Slicing is a fault localization technique that has been proposed to support debugging and program comprehension. Yet, its empirical effectiveness during code inspection by humans has received limited attention. The goal of our study is two-fold. First, we aim to define what it means for a code reviewer to identify the vulnerable lines correctly.

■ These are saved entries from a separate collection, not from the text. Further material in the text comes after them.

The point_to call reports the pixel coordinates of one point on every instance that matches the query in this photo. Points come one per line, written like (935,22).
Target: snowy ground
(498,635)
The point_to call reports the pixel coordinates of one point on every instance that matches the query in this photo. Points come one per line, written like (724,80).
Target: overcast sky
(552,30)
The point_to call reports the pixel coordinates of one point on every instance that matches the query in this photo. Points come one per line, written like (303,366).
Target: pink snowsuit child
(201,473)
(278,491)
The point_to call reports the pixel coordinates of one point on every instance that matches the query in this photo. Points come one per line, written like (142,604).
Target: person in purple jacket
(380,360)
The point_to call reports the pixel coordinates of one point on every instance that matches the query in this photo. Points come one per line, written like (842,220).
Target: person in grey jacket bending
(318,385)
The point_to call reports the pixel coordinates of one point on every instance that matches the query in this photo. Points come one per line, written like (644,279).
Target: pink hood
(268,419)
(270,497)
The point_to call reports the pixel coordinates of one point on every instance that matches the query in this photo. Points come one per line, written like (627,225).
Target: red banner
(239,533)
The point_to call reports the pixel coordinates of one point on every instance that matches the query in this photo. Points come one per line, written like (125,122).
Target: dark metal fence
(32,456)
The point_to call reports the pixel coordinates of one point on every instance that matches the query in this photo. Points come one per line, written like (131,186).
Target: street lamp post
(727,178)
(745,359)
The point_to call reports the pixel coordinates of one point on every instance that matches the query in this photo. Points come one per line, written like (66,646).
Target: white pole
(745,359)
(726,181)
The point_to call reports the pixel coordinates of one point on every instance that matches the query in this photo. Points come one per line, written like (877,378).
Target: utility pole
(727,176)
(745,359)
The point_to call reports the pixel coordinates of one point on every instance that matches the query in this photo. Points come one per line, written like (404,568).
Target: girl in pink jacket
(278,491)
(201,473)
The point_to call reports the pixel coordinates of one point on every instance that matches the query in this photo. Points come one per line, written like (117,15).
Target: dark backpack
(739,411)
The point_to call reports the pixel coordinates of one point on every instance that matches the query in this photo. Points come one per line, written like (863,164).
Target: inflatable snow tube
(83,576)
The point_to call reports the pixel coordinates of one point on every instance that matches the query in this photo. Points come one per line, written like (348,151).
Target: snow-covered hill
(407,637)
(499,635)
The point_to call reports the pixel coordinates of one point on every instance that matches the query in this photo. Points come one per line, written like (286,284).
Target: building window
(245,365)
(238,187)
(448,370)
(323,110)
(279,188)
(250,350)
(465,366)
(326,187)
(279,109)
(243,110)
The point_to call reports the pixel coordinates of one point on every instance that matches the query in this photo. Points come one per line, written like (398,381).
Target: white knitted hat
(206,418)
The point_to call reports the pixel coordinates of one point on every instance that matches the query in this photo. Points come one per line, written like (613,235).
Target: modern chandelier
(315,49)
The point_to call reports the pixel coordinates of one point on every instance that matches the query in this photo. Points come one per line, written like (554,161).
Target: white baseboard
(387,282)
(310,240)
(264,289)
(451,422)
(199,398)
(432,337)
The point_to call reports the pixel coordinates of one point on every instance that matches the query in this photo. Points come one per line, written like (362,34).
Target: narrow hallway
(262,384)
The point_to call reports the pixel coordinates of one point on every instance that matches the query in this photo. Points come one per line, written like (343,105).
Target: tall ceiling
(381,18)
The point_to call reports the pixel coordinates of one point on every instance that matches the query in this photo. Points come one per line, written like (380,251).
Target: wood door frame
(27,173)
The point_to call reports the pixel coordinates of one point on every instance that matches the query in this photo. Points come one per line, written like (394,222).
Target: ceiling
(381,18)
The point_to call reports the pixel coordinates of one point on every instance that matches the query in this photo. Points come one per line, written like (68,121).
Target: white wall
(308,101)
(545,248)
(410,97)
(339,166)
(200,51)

Second, we investigate whether reducing the number of to-be-inspected lines by method-level slicing supports code reviewers in detecting security vulnerabilities. We propose a novel approach based on the notion of a $δ$ -neighborhood (intuitively based on the idea of the context size of the command git diff) to define correctly identified lines. Then, we conducted a multi-year controlled experiment (2017-2023) in which MSc students attending security courses ( $n = 236$ ) were tasked with identifying vulnerable lines in original or sliced Java files from Apache Tomcat. We provide perfect seed lines for a slicing algorithm to control for confounding factors. Each treatment differs in the pair (Vulnerability, Original/Sliced) with a balanced design with vulnerabilities from the OWASP Top 10 2017: A1 (Injection), A5 (Broken Access Control), A6 (Security Misconfiguration), and A7 (Cross-Site Scripting). To generate smaller slices for human consumption, we used a variant of intra-procedural thin slicing. We report the results for $δ = 0$ which corresponds to exactly matching the vulnerable ground truth lines, and $δ = 3$ which represents the scenario of identifying the vulnerable area. For both cases, we found that slicing helps in 'finding something' (the participant has found at least some vulnerable lines) as opposed to 'finding nothing'. For the case of $δ = 0$ analyzing a slice and analyzing the original file are statistically equivalent from the perspective of lines found by those who found something. With $δ = 3$ slicing helps to find more vulnerabilities compared to analyzing an original file, as we would normally expect. Given the type of population, additional experiments are necessary to be generalized to experienced developers.

查看原文本刊更多论文

论程序切片在代码检查过程中漏洞检测中的作用。

切片是一种支持调试和程序理解的故障定位技术。然而，它在人类代码检查中的经验有效性受到了有限的关注。我们研究的目的是双重的。首先，我们的目标是定义代码审查者正确识别易受攻击的行意味着什么。其次，我们研究了通过方法级切片减少待检查行的数量是否支持代码审查者检测安全漏洞。我们提出了一种基于δ邻域概念的新方法（直观地基于命令git diff的上下文大小的想法）来定义正确识别的行。然后，我们进行了一项多年的对照实验（2017-2023），其中参加安全课程的理学硕士学生（n = 236）的任务是识别来自Apache Tomcat的原始或切片Java文件中的脆弱行。我们为切片算法提供了完美的种子线，以控制混杂因素。每种处理方法都不同（漏洞，原始/切片），并采用平衡设计，其中包含OWASP 2017年十大漏洞：A1（注入），A5（破坏访问控制），A6（安全错误配置）和A7（跨站点脚本）。为了生成供人类食用的更小的切片，我们使用了程序内薄切片的一种变体。我们报告了δ = 0和δ = 3的结果，δ = 0对应于脆弱地面真实线的精确匹配，δ = 3代表识别脆弱区域的场景。在这两种情况下，我们都发现切片有助于“找到一些东西”（参与者至少找到了一些脆弱的线条），而不是“什么都找不到”。对于δ = 0的情况，从发现某些东西的人发现的行的角度来看，分析切片和分析原始文件在统计上是相等的。与分析原始文件相比，δ = 3切片有助于发现更多漏洞，正如我们通常所期望的那样。考虑到人口的类型，有必要向有经验的开发人员推广额外的实验。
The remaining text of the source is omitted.